La scenografia prende vita quando i protagonisti credono di aver pulito, di aver fatto spazio nell’attesa del nuovo che verrà.
Un coro alla fine del secondo atto chiude quest’atmosfera apparentemente leggiadra e farsesca “siamo i narcisi del nuovo millennio…dimentichiamo per non gioire”, Arianna fugge terrorizzata e in quel momento si crea un silenzio rigeneratore, scoppia un temporale e i due si rifugiano nella capanna di Cecchino piena di tutto ciò che era stato buttato.
Musica e parole concordano, i ricordi, i fantasmi, le storie evocate dagli oggetti conservati sono citazioni di melodie popolari, le immagini ricordano il lavoro, la vita di persone trascorsa con l’inevitabilità del dolore e della morte.

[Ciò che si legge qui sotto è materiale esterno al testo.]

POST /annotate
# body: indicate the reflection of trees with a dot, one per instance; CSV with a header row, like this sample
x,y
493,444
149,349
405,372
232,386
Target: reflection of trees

Arialdo e Susanna non sono più i giovani modernissimi e spregiudicati dell’inizio, stanno li, nella scena cupa della storia ad ascoltare Cecchino “siamo parte di qualcosa dove il sangue e la follia si confondono alla gioia e al profumo della rosa. Bel problema non ti pare?” e tutti in coro “singolare, universale!”. Ascoltando quest’opera si coglie l’unità e la bellezza, la complessità e la semplicità del compositore e del poeta. Nell’allestimento, la ricerca di un’algida atmosfera nei primi due atti e di un luogo cupo del ricordo trova nella scelta delle immagini proiettate un limite, la strada dell’immaginazione viene in parte preclusa a coloro che amano abbandonarsi all’originaria suggestione del teatro.
La preponderanza dell’impatto visivo-narrativo induce ad un’altra riflessione riguardo alla vocazione dei luoghi istituzionalmente predisposti ad ospitare il teatro musicale.